I did get out for the third time to work on my bamboo planter. I got the first layer of wood drilled and loosely assembled to see how things fit. After some time it started getting cloudy and I could hear thunder in the distance. I was going to stop working in that heat anyway, but I thought if it did rain again I was going to quit my job and make a living as a rainmaker. All I would have to do is travel around to dry areas with some lumber, tools, and a project to build. It didn’t rain that day, so for now I’ll stick with computers.
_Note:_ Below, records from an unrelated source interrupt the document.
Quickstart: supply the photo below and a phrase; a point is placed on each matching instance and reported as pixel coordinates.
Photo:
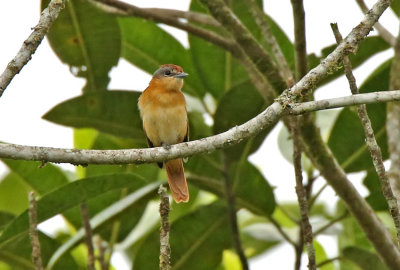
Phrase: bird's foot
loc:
(166, 146)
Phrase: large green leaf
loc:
(367, 48)
(251, 189)
(237, 106)
(68, 196)
(88, 40)
(113, 112)
(17, 254)
(364, 259)
(109, 214)
(147, 46)
(197, 241)
(347, 139)
(42, 178)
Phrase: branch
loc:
(223, 140)
(372, 145)
(152, 15)
(349, 45)
(300, 38)
(88, 235)
(165, 249)
(383, 32)
(223, 14)
(48, 16)
(280, 59)
(33, 232)
(231, 205)
(306, 234)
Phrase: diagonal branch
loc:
(48, 16)
(383, 32)
(212, 143)
(372, 145)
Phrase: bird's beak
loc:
(181, 75)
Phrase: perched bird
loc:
(163, 110)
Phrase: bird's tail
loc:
(177, 180)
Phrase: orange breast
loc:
(164, 115)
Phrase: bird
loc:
(163, 111)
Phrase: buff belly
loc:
(165, 125)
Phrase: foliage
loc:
(91, 42)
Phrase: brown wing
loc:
(150, 144)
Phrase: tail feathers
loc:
(177, 180)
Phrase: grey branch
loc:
(383, 32)
(373, 147)
(33, 233)
(212, 143)
(48, 16)
(88, 235)
(165, 249)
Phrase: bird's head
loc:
(169, 76)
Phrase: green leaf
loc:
(364, 259)
(375, 197)
(237, 106)
(68, 196)
(367, 48)
(395, 6)
(88, 40)
(252, 191)
(18, 253)
(42, 178)
(113, 112)
(347, 139)
(108, 214)
(147, 46)
(13, 194)
(197, 241)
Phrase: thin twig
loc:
(148, 14)
(165, 249)
(331, 223)
(383, 32)
(331, 260)
(300, 38)
(102, 251)
(48, 16)
(88, 235)
(33, 232)
(280, 230)
(372, 145)
(231, 205)
(306, 234)
(270, 39)
(264, 63)
(393, 123)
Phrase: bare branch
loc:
(33, 233)
(165, 249)
(372, 145)
(88, 235)
(231, 205)
(383, 32)
(306, 234)
(48, 16)
(212, 143)
(300, 38)
(271, 41)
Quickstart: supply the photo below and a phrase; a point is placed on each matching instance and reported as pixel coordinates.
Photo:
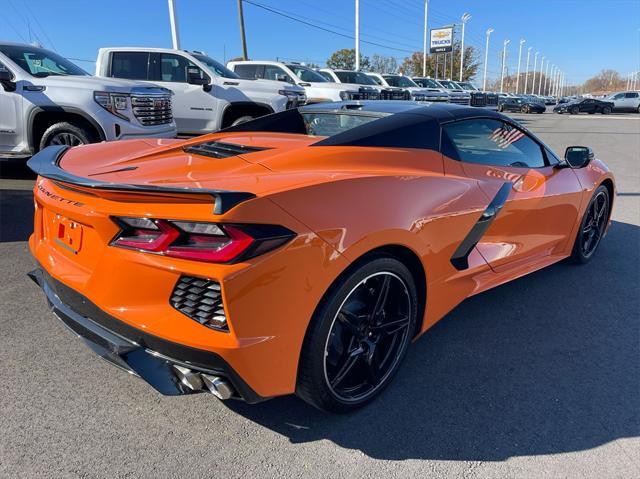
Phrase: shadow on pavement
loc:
(547, 364)
(16, 215)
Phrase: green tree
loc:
(345, 59)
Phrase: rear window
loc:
(248, 72)
(329, 124)
(130, 65)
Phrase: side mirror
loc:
(578, 156)
(6, 80)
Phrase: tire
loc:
(343, 338)
(242, 119)
(67, 133)
(600, 206)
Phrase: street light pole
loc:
(526, 75)
(486, 57)
(357, 35)
(540, 79)
(173, 19)
(546, 77)
(522, 41)
(535, 66)
(504, 57)
(465, 18)
(424, 46)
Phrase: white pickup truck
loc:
(207, 95)
(47, 100)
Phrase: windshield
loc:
(467, 86)
(331, 123)
(427, 83)
(449, 84)
(306, 74)
(399, 80)
(39, 62)
(358, 78)
(218, 69)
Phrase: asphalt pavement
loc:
(537, 378)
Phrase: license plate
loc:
(67, 234)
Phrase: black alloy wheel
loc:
(358, 337)
(367, 337)
(593, 226)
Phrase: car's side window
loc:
(130, 65)
(493, 142)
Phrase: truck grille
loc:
(201, 300)
(152, 110)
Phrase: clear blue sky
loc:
(581, 36)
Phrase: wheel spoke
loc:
(352, 359)
(382, 297)
(392, 327)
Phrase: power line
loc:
(313, 25)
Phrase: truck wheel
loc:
(242, 119)
(67, 133)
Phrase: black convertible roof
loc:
(401, 124)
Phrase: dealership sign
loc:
(441, 40)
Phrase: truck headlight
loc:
(113, 102)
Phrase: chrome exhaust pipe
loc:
(217, 386)
(189, 378)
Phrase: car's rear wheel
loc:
(592, 226)
(358, 336)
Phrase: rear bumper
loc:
(140, 353)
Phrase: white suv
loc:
(46, 100)
(207, 95)
(625, 101)
(317, 88)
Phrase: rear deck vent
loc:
(201, 300)
(217, 149)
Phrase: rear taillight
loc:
(211, 242)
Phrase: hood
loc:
(88, 82)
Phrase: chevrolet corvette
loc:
(304, 251)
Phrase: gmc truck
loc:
(47, 100)
(207, 95)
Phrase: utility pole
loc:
(243, 37)
(486, 57)
(535, 66)
(504, 57)
(465, 18)
(522, 41)
(173, 19)
(424, 46)
(526, 75)
(357, 35)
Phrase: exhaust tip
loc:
(189, 378)
(217, 386)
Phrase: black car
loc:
(521, 105)
(585, 105)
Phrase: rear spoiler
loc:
(46, 163)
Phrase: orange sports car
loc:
(305, 250)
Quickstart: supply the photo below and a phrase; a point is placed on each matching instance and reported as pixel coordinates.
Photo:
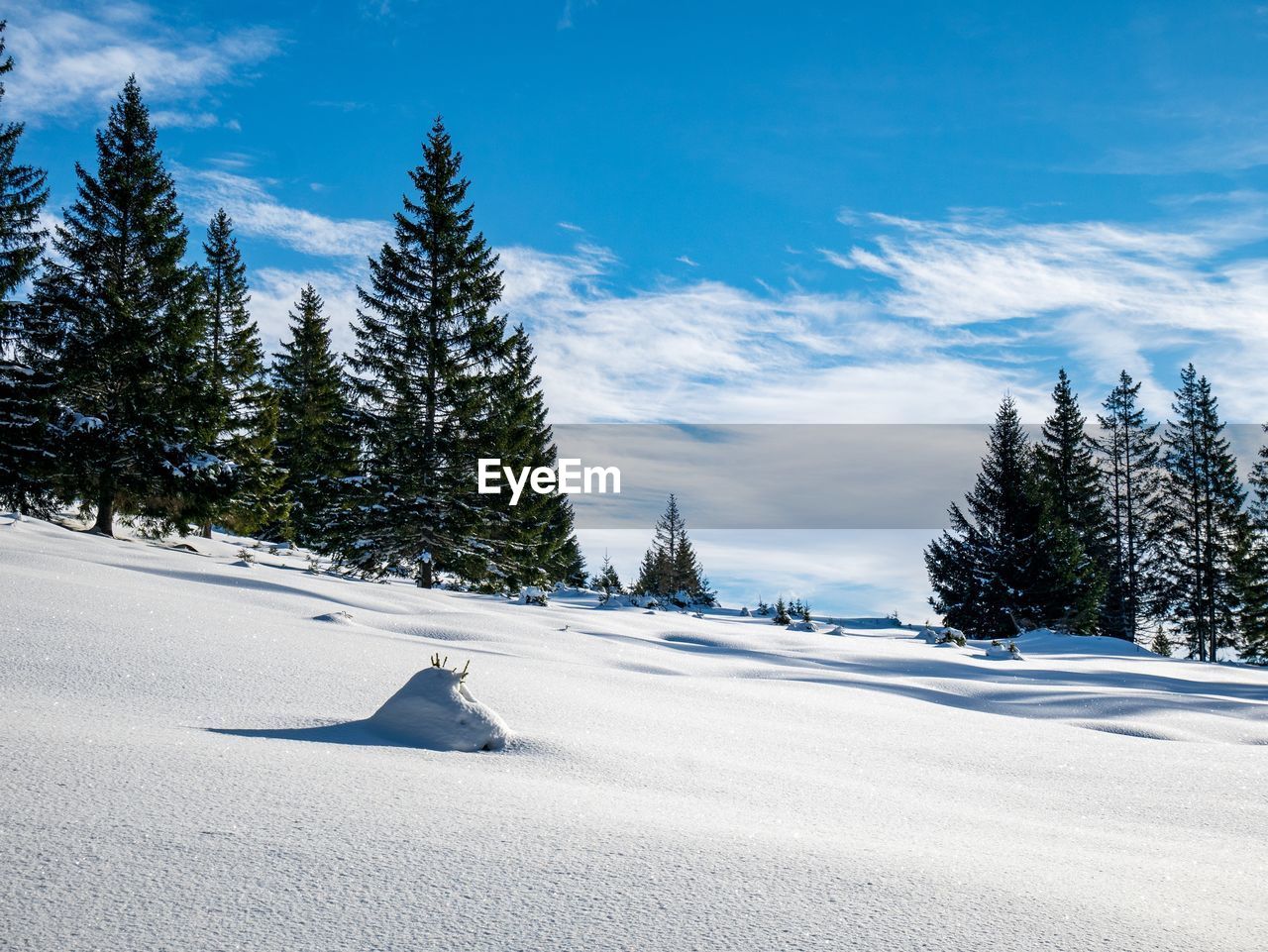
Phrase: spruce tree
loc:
(132, 321)
(27, 389)
(428, 344)
(782, 612)
(1203, 520)
(533, 542)
(240, 409)
(607, 581)
(1070, 478)
(1253, 567)
(316, 443)
(670, 568)
(1009, 562)
(1128, 450)
(1162, 644)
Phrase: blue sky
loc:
(789, 213)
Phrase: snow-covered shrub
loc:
(533, 594)
(435, 710)
(1000, 649)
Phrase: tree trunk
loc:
(422, 574)
(104, 524)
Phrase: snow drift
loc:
(435, 710)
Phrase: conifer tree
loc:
(316, 445)
(428, 344)
(533, 542)
(27, 389)
(607, 581)
(782, 612)
(1128, 452)
(1162, 644)
(1009, 562)
(240, 409)
(1201, 519)
(1069, 476)
(670, 568)
(132, 321)
(1253, 567)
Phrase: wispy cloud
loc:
(1106, 294)
(570, 9)
(707, 350)
(73, 58)
(259, 214)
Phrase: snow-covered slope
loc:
(184, 765)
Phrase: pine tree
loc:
(533, 542)
(241, 409)
(1253, 567)
(1128, 452)
(782, 612)
(1010, 562)
(27, 390)
(1072, 480)
(1203, 520)
(316, 443)
(606, 580)
(426, 348)
(132, 321)
(670, 568)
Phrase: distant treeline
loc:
(1127, 529)
(134, 380)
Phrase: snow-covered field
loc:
(182, 767)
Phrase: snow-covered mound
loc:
(435, 710)
(335, 617)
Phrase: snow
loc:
(186, 761)
(435, 710)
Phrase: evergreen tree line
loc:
(1125, 529)
(134, 381)
(670, 571)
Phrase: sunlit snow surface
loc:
(185, 765)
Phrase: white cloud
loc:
(258, 213)
(75, 59)
(1106, 294)
(707, 350)
(177, 119)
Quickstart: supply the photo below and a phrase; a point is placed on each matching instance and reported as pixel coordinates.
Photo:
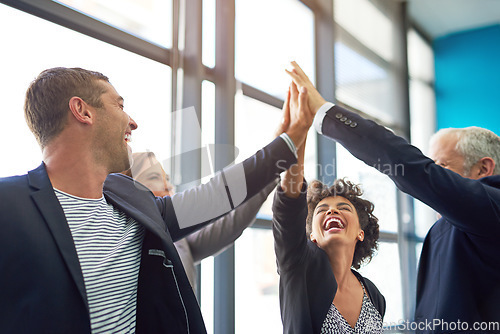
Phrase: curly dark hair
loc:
(317, 191)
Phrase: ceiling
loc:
(437, 18)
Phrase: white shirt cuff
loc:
(289, 143)
(320, 116)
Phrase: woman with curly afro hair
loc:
(321, 235)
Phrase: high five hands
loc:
(315, 100)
This thing seems to be taking forever to build, but in actuality I haven’t put much time into it. Next time I’ll re-assemble the first row of boards and attach the bottom which will make it stiff. It’s nothing fancy, but with a coat of paint on the outside it should look OK. Originally I was thinking of painting 2 sides white and 2 black. I was going to face the white sides toward the sun in summer to help keep it cool, then spin it so the black sides would absorb heat during the winter. It’s a good idea but I am still debating on it. In order to pick it up and turn full of dirt the bottom will need to be pretty strong so it doesn’t fall through. I have a couple ideas on strengthening the bottom and it can be left as the last step before filling with soil.
I recently listened to a podcast which should be of interest to anyone who uses or saves money. The program can be played straight through your PC if you don’t have or don’t want to use an MP3 player. This was a speech recently read to Congress, and no attempt was made to hide or sugar coat the truth.
My Paul Robeson tomato plant is the winner of the few tomato plants growing this year, all from seed. I moved it into a large pot due to it’s size and used a couple feet of unused PVC water pipe to tie it up to. Once I hammered the pipe in to get it to the bottom of the pot I realized I could fill it with water and it would slowly water the plant from below. It’s not enough water by itself so I still water the pot too. It has quite a few good sized tomatoes growing on it and I am waiting for one of them to ripen.
I made some progress on the planter box today. The first row of boards is now bolted together with the bottom attached- and of cause another coat of paint. I’ll need one more trip for some bolts and nuts to continue, and aside from waiting on oil paint to dry every step of the way it’s progressing pretty well.